My Journey to Healing and the Role my School Reunion Played

As an adult looking back at childhood, memories do not seem to catch up with physical age. As such they continue to be marred by the circumstances at the time.

Going back, visiting the school, and seeing once again those with whom formative years were shared, memories can be seen through a different lens.

As a child permanently in survival mode, life was viewed as if through blinkers. Where experiences were taken as individual events, no context, and a lack of fluidity. Who and what I remembered were limited to what was directly in my line of sight.

Returning to the school some 40 years later with all the changes that had occurred during that time meant there was no emotional attachment remaining. It felt as if I was viewing the school as the parent of a prospective student. The only emotional reaction coming from being asked if I was the sister of. This provoked a negative and sharp response due to spending most of my life being something to someone else, which felt like I was not a person in my own right and having no identity.

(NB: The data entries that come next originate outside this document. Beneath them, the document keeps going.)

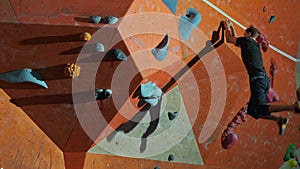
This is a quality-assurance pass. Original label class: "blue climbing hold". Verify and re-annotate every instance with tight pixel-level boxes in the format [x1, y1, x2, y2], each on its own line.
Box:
[152, 34, 170, 61]
[108, 49, 127, 61]
[0, 68, 48, 88]
[178, 8, 202, 40]
[162, 0, 178, 14]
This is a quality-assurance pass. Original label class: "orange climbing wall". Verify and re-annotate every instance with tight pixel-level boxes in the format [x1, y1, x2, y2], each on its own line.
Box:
[0, 0, 300, 169]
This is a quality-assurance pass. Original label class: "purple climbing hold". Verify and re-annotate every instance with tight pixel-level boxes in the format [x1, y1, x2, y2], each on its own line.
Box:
[103, 16, 119, 24]
[90, 16, 102, 24]
[95, 88, 112, 100]
[221, 133, 238, 149]
[268, 15, 276, 23]
[168, 154, 174, 161]
[263, 6, 268, 12]
[107, 49, 127, 61]
[178, 8, 202, 40]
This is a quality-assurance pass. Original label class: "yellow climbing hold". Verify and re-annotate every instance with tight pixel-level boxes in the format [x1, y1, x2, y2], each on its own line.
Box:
[80, 32, 92, 41]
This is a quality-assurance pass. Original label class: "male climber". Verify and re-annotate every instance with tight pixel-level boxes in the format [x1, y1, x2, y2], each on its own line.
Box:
[223, 21, 300, 135]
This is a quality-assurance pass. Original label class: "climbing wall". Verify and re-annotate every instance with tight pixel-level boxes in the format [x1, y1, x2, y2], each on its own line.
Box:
[0, 0, 300, 169]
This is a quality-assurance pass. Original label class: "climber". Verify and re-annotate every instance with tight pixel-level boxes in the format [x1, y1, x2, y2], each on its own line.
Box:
[223, 20, 300, 135]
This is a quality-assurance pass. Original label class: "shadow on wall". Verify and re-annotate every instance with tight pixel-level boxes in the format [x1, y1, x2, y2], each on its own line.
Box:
[19, 33, 83, 45]
[10, 90, 95, 107]
[0, 64, 69, 89]
[107, 22, 225, 152]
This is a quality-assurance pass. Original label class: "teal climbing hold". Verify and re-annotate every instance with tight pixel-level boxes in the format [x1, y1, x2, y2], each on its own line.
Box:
[0, 68, 51, 88]
[108, 49, 127, 61]
[162, 0, 178, 14]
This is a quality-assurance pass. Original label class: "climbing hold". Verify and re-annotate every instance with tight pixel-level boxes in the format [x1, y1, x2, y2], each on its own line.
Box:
[162, 0, 178, 14]
[64, 63, 81, 78]
[283, 144, 296, 161]
[263, 6, 268, 12]
[268, 15, 276, 23]
[0, 68, 47, 88]
[297, 87, 300, 101]
[95, 43, 105, 52]
[288, 159, 298, 168]
[267, 88, 280, 103]
[103, 16, 119, 24]
[141, 82, 162, 106]
[107, 49, 127, 61]
[152, 34, 170, 61]
[168, 112, 178, 120]
[178, 8, 202, 40]
[80, 32, 92, 41]
[90, 16, 101, 24]
[168, 154, 174, 161]
[221, 133, 238, 149]
[95, 89, 112, 100]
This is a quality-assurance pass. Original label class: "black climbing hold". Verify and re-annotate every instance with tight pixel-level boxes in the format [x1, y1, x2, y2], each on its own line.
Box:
[107, 49, 127, 61]
[168, 112, 178, 120]
[168, 154, 174, 161]
[95, 89, 112, 100]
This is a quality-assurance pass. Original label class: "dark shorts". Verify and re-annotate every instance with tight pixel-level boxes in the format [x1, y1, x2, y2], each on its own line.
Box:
[247, 76, 271, 119]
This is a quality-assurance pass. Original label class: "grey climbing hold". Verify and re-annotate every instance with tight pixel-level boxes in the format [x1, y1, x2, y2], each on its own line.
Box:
[178, 8, 202, 40]
[141, 82, 162, 106]
[90, 16, 101, 24]
[95, 43, 105, 52]
[268, 15, 276, 23]
[168, 154, 174, 161]
[103, 16, 119, 24]
[0, 68, 48, 88]
[152, 34, 170, 61]
[95, 89, 112, 100]
[108, 49, 127, 61]
[168, 112, 178, 120]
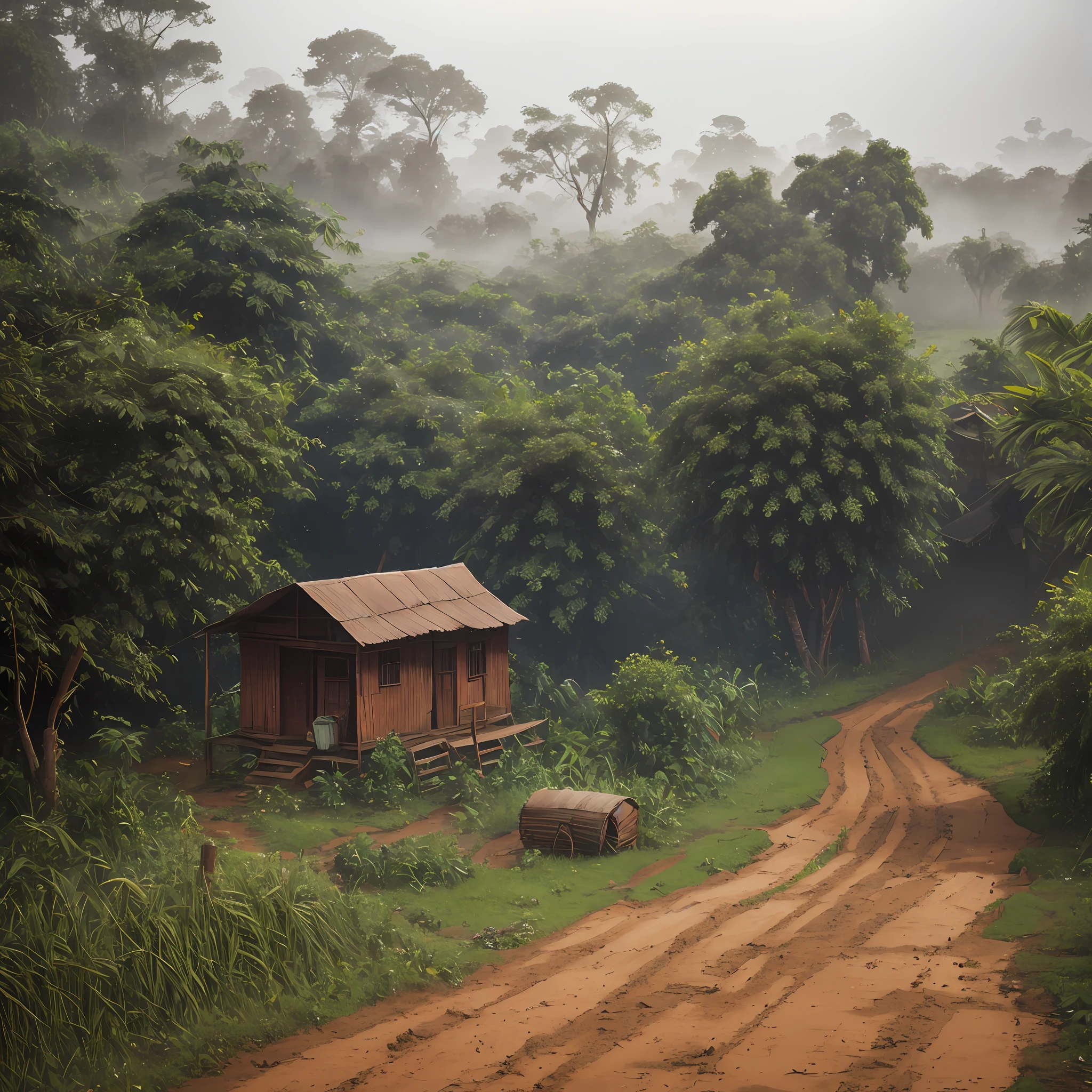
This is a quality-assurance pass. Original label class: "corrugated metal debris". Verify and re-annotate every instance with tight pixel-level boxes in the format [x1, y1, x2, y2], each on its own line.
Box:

The evening event brought amazement for me, I was known by those in attendance, but I had no recollection of them at all. This brought feeling of embarrassment due to the sense I should have known them as well. It is not easy acknowledging you do not know those you spent 5 years of your life with.

Once back home I spent a lot of time reflecting on this and wondering why they had never been on my radar. I signed up for the reunion and school tour as part of my childhood healing and explaining it as ‘exorcising my ghosts.’ I remember a lot of bullying and spending as much time as possible in isolation.

I fully expected to encounter similar trials and tribulations, memories and the associated emotions and body reactions because of being back in the school and seeing again where the events took place. I wanted to observe the bullies as adults and see if they had also changed. None of this happened, the school had changed so it was unrecognisable for me, and the bullies I had encountered did not attend.

Those who attended in the evening smiled their welcome and recognition, so somewhere, somehow, I had made an impression on them that I had previously been unaware of. This gave me the rare opportunity to look back on those years with curiosity and wonder, coming to some revelations about me, my childhood experiences and how they have influenced each other and my memories.